Pero lamentablemente la miopía aumenta con los años, y aunque las guardas, tienes que comprarte otras nuevas.

Gafas de tipo 2:
Una vez todo destapado, es hora de explorar.
Éstas ya te vienen a una edad algo más avanzada, incluso ya entrada la adolescencia.
Con ellas indagas e investigas, y pruebas y experimentas con un montón de cosas.
Probablemente en algún aparatoso intento de averiguar si puedes subirte a lo más alto de un bloque de 11 pisos las acabes rompiendo, o quizás ellas decidan dejar de ayudarte y tirarse desesperadamente al abismo.
Y a diferencia de las anteriores, a éstas ya no les tienes tanto cariño, a no ser que sean muy, muy guays, pero es probable que no las conserves.

Gafas de tipo 3:
Pasada la pubertad tienes una miopía considerablemente estable.
Llegas a un punto en el que necesitas seguridad a la hora de buscarte tus nuevas lentes, puesto que esperas que estén contigo bastantes años, a pesar de los cambios de fundas.
Buscas un modelo bonito, cómodo, que no se rompa ni al que se le aflojen los tornillos...de esos que no tienes que decir "es que son estas gafas, que no me dejan ver".
Incluso la mayoría de las veces simplemente aparecen ante tus ojos.
Y dices: "me encajan perfectamente, éstas sí son para mí".
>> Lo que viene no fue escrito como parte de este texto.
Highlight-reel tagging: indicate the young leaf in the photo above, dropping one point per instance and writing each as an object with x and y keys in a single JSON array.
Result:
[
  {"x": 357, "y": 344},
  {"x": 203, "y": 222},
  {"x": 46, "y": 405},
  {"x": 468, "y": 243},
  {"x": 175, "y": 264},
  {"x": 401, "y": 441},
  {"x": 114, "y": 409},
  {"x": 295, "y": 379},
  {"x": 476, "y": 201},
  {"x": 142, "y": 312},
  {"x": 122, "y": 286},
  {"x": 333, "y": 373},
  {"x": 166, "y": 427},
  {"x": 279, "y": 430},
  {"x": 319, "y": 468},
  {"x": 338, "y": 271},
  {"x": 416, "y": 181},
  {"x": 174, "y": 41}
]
Pero siempre en la vida tenemos algunas gafas de tipo 4:
De éstas que tardas meses, ¡incluso años! en encontrar.
Te las compras con ilusión, las mimas, las limpias, las envuelves en su preciosa y aterciopelada toallita, las miras fijamente durante todo el camino a casa, te emocionas y cuando te las pones y menos te das cuenta...:
¡Maldita sea!, ¡te aprietan!.
Te dan dolor de cabeza, te duelen las orejas. ¡Te aprietan la nariz hasta conseguir que no respires!.
Y es ahí cuando te das cuenta: "No debí comprármelas".
Pero no las puedes devolver porque, muy a tu pesar, en el trayecto a casa les cogiste cariño.
Así que, en fin...te toca soportarlas...
Curiosa relación amor-odio con tus propias gafas.
Te miras al espejo: "Leches, si es que me sientan bien", pero con el tiempo te dejan marcas en el tabique nasal.
Éstas generalmente acaban dándote algún disgusto, y decides guardarlas en el cajón más inaccesible de toda tu casa, donde puedas recordarlas con cariño, pero lo suficientemente lejos como para que no repten por tu cuarto, trepen por tu cama y acaben alcanzándote.

Mi consejo es:
Elígelas con cuidado, no es necesario que destaquen estéticamente, ni siquiera que sean bonitas...Tan sólo que puedan ofrecerte lo que necesitas, y acompañarte en la madurez.
Que aunque sean 3D y tu perfecto globo ocular capte 4D quieras seguir con ellas.
Que acaben siendo parte de ti mismo, y que las extrañes cuando uses lentillas nuevas, o andes cegato por la vida.

Y si eres gafe y todas te salen rana...¡opérate de la vista y a la mierda con todo!